Submitted to: Journal of Chemical Ecology
Publication Type: Peer Reviewed Journal
Publication Acceptance Date: 12/10/2008
Publication Date: 1/20/2009
Citation: Duke, S.O., Blair, A.C., Dayan, F.E., Johnson, R.D., Meepagala, K.M., Cook, D., Bajsa, J.N. 2009. Is (-)-Catechin a "Novel Weapon" of Spotted Knapweed (Centaurea stoebe)? Journal of Chemical Ecology. 35:141-153.

Interpretive Summary: Catechin has been invoked as a chemical generated by the invasive weed spotted knapweed to explain its success as an invader. This paper provides data that disputes this theory. Both enantiomers were found to have weak and approximately equal activity on several plant species. Essentially no activity of these compounds was found in soil against native target species with which spotted knapweed competes in the US northwest.

Technical Abstract: The “novel weapons” hypothesis states that some invasive weed species owe part of their success as invaders to allelopathy mediated by allelochemicals that are new to the native species. Presumably, no resistance has evolved among the native species to this new allelochemical (i.e. the novel weapon). In their native habitat, however, the plants that co-evolved with these invasive species have theoretically evolved defenses which obviate the allelochemical advantage. Previous studies have claimed that catechin is such a novel weapon of the invasive species spotted knapweed (Centaurea stoebe = C. maculosa). These studies indicated that (–)-catechin is more phytotoxic than (+)-catechin. Other studies have not found sufficient (–)-catechin in field soils to support this theory. We report that (–)-catechin and (+)-catechin are essentially equally, but poorly phytotoxic to a variety of plant species in bioassays without soil.

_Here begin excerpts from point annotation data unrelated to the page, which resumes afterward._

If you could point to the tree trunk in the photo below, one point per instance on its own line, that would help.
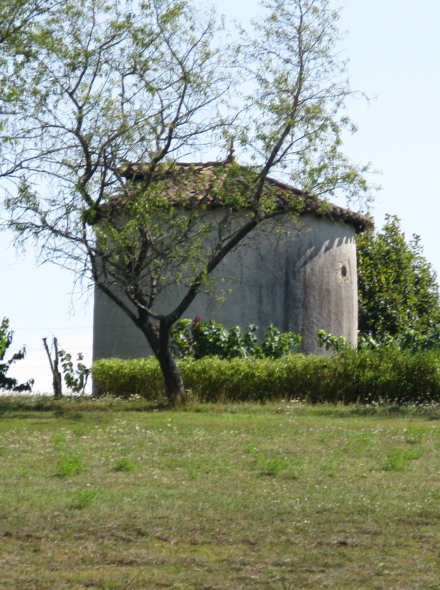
(159, 340)
(174, 387)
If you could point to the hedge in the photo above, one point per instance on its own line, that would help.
(365, 377)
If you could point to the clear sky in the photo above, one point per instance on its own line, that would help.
(394, 52)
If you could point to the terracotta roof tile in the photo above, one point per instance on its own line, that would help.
(202, 192)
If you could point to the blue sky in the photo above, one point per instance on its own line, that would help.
(394, 52)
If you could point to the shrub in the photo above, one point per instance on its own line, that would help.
(9, 383)
(200, 339)
(366, 376)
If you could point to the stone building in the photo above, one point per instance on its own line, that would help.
(303, 280)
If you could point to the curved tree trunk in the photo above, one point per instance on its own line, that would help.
(174, 387)
(159, 340)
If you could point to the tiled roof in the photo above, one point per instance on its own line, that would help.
(181, 190)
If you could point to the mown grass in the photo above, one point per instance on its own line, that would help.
(282, 496)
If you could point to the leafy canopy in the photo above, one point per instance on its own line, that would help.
(398, 289)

In a dose/response experiment with Montana soils, we found the lowest dose for a growth reduction of two native Montana grasses (Koeleria macrantha and Festuca idahoensis) by a racemic mixture of (±)-catechin ranged from 25 to 50 mM, concentrations orders of magnitude higher than expected in nature. Autoclaving the soil before adding the catechin did not affect the activity of catechin. Our findings suggest that catechin is not a novel weapon of spotted knapweed, and that other factors or allelochemical(s) must be found to explain the success of this species as an invader in North America.